Une chose est sûre, des questions seront posées au maire Yvon Nault et aux membres du conseil municipal lors de l'assemblée de lundi soir à l'hôtel de ville de Saint-Germain, notamment celle portant sur les frais d'entrée fixés à 4,2 millions de dollars.
«Cette somme apparaît nettement exagérée», se dit d'avis Germain Bélanger, qui dit avoir pris connaissance de l'entente dans son entier. «Il y a trois ans à peine, il était question de frais d'entrée d'un million de dollars. Et même au cours de l'hiver dernier, il n'y avait pas d'indication que ce montant allait quadrupler. Que s'est-il passé pour arriver à une telle augmentation? Est-ce une réaction à la non-fusion? Autrement dit, étant donné qu'il n'y a pas de fusion, un prix plus élevé nous est-il imposé? Après tout, cette somme de 4,2 millions $ représente près du tiers du montant qu'il faudra emprunter, soit 11,5 millions $ selon l'avis de motion du règlement d'emprunt».

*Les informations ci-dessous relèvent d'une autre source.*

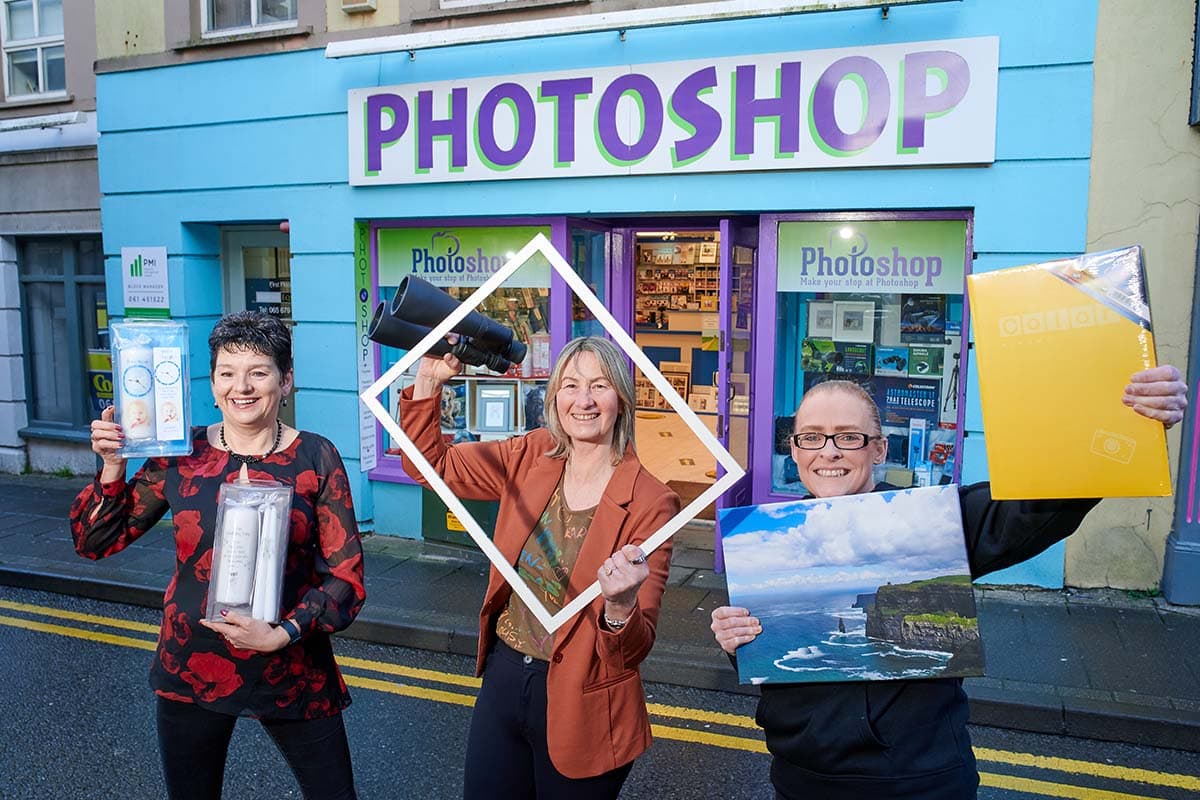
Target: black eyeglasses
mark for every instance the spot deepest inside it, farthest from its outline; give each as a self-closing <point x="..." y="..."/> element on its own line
<point x="845" y="440"/>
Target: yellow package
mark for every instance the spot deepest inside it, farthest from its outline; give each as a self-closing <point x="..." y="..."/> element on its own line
<point x="1057" y="343"/>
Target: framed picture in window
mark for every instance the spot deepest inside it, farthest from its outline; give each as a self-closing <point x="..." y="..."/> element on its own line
<point x="820" y="320"/>
<point x="853" y="320"/>
<point x="495" y="409"/>
<point x="678" y="382"/>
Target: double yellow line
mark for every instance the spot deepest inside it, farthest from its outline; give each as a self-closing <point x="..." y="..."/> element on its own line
<point x="744" y="743"/>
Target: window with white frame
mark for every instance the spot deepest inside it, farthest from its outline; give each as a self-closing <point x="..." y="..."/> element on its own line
<point x="65" y="319"/>
<point x="225" y="17"/>
<point x="31" y="38"/>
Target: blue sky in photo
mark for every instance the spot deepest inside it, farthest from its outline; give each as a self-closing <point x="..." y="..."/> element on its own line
<point x="847" y="543"/>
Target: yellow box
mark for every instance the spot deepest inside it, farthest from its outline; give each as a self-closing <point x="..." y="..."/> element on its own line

Autre détail qui titille l'ex-magistrat, celui du volume quotidien de 4 416 mètres cubes réservé pour les 30 prochaines années. «Je comprends qu'en se basant sur la consommation actuelle qui ne dépasse pas 3 000 mètres cubes par jour, on s'est gardé une petite marge, mais cette marge suffira à peine à satisfaire la croissance du secteur domiciliaire. A-t-on pensé à l'augmentation inévitable des activités dans les secteurs industriels, commerciaux et agricoles? Seront-ils complètement gelés? Il me semble que nos représentants auraient dû prévoir une clause de renégociation après cinq ou 10 ans, pas dans 30 ans. Car, s'il y a dépassement du volume prévu, la facture est très salée», a fait valoir M. Bélanger.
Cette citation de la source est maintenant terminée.